Hi folks,
My question boils down to this: is it standard structure in Swing programming to give listeners control over new components (e.g a new JPanel) for display and input, and to give that new component's listeners control over new components for display and input, and so on to infinity? Or does Java need to revert back to some sort of unifying class that ties all Swing components together in a procedural order?
At present, in my application that uses one JFrame only, in my listeners, my initial JFrame object is being passed as a parameter to all my JPanels so their listeners can call removeall() to clear the frame for a new JPanel.
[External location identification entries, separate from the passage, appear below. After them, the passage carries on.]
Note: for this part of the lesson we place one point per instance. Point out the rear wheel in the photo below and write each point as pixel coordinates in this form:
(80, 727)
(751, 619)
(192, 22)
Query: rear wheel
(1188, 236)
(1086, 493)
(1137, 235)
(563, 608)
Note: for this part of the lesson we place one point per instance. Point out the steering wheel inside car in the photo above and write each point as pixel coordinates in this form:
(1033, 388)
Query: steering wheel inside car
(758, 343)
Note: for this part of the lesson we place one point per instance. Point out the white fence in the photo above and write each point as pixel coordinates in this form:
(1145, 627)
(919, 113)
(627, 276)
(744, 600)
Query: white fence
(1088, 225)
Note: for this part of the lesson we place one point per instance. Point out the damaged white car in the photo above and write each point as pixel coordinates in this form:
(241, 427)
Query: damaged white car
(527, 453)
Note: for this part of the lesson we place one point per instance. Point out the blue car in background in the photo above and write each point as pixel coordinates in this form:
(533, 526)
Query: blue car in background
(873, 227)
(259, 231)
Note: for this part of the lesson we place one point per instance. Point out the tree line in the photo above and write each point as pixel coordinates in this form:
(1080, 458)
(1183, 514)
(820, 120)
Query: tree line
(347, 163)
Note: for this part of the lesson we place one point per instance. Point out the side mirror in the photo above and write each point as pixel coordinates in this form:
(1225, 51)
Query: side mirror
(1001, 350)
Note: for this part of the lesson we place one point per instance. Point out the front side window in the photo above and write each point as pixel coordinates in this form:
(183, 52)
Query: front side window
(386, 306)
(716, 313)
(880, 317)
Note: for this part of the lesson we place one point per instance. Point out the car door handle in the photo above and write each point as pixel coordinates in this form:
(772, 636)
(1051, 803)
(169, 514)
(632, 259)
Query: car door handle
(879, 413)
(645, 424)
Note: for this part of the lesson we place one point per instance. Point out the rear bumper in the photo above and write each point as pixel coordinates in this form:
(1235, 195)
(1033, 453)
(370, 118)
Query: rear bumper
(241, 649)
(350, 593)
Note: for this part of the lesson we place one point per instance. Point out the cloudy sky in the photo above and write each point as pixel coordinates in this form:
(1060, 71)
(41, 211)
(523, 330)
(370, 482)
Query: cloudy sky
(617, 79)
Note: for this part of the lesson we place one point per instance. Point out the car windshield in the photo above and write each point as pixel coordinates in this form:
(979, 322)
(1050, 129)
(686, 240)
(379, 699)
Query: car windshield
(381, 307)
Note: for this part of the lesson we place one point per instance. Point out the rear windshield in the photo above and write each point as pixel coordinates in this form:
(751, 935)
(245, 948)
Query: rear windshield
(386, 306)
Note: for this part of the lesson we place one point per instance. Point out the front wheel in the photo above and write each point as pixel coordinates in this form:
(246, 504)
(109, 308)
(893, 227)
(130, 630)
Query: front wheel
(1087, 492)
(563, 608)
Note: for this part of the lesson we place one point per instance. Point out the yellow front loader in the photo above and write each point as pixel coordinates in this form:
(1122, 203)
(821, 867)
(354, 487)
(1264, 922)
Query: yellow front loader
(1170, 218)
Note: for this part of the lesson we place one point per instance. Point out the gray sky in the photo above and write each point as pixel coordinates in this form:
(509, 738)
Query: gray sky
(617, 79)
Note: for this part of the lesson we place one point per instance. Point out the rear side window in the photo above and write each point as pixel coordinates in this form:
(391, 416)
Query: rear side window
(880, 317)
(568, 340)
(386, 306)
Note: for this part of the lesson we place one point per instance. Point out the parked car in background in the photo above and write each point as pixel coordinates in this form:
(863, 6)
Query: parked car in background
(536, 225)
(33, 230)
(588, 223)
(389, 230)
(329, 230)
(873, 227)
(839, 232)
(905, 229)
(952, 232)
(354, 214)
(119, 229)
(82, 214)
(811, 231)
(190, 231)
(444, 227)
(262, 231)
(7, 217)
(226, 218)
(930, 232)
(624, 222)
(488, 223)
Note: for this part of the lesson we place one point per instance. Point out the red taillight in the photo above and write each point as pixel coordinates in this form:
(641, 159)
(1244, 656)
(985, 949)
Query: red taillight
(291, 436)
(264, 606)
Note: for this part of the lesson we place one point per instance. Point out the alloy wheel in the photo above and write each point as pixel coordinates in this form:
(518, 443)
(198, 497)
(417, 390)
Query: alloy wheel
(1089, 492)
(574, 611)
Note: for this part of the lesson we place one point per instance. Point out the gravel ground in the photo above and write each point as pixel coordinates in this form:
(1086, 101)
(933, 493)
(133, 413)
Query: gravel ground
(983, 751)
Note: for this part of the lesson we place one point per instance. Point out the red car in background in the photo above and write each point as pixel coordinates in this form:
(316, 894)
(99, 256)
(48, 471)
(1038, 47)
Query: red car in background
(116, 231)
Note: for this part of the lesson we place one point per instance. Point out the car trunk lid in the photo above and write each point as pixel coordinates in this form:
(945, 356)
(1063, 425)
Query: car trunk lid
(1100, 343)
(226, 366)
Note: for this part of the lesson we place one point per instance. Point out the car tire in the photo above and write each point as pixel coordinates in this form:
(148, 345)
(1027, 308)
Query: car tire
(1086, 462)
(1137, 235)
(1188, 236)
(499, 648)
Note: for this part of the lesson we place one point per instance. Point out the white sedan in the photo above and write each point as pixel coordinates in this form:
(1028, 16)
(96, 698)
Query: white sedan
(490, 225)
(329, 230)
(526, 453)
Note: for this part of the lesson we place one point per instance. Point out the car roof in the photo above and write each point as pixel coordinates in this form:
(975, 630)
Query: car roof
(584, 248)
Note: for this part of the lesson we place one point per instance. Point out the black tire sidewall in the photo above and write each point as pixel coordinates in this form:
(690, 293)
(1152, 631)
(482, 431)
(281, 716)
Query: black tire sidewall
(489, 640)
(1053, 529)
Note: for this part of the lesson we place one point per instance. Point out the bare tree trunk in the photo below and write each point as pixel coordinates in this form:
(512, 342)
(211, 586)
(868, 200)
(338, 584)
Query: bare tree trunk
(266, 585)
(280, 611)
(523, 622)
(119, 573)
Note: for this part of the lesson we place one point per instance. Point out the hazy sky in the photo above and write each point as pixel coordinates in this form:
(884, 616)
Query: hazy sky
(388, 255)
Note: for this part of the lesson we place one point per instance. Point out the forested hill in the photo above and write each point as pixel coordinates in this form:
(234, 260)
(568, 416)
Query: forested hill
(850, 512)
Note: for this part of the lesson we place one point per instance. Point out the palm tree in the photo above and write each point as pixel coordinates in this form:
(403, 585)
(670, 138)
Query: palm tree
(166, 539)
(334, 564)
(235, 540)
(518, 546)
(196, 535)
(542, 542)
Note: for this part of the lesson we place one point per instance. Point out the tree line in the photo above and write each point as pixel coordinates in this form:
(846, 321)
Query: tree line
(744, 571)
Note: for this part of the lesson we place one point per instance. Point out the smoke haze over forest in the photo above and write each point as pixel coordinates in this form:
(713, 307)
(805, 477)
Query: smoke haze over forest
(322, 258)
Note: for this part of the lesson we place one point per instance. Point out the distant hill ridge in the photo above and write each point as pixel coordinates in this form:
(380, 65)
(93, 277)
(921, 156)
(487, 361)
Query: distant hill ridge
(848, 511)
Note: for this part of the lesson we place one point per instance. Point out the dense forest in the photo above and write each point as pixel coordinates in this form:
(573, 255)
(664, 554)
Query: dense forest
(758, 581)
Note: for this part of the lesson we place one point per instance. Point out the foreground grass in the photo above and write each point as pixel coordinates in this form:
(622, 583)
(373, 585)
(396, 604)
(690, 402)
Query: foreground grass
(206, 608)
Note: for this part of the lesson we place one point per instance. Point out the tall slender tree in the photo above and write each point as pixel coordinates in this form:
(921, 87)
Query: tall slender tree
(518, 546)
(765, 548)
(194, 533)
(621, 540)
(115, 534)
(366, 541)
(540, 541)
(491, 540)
For example, short code as follows
public class MainFrame {
JFrame jfrm;
public MainFrame() {
jfrm = new JFrame("Main Frame");
JPanel mainPanel = new MainPanel(jfrm);
}
}
public class MainPanel extends JPanel {
public MainPanel(final JFrame mainFrame) {
JButton example = new JButton("Example");
example.addActionListener(new ActionListener() {
public void actionPerformed(ActionEvent le) {
mainFrame.removeall();
JPanel 2ndPanel = new 2ndPanel(mainFrame);
mainFrame.add(2ndPanel);
mainFrame.validate();
}
});
}
}
Is this the right structure - where it's the listeners that generate the new panels and not some unifying class? But if that's the case, how does Java's compiler ever get to mainFrame.validate() if there's a cascading infinity of listeners? I'm an old-school procedural programmer trying to program a Swing application in Java, and I reckon I might not have grasped the basic concepts of Swing programming. Look forward to any helpful answers, and thanks in advance!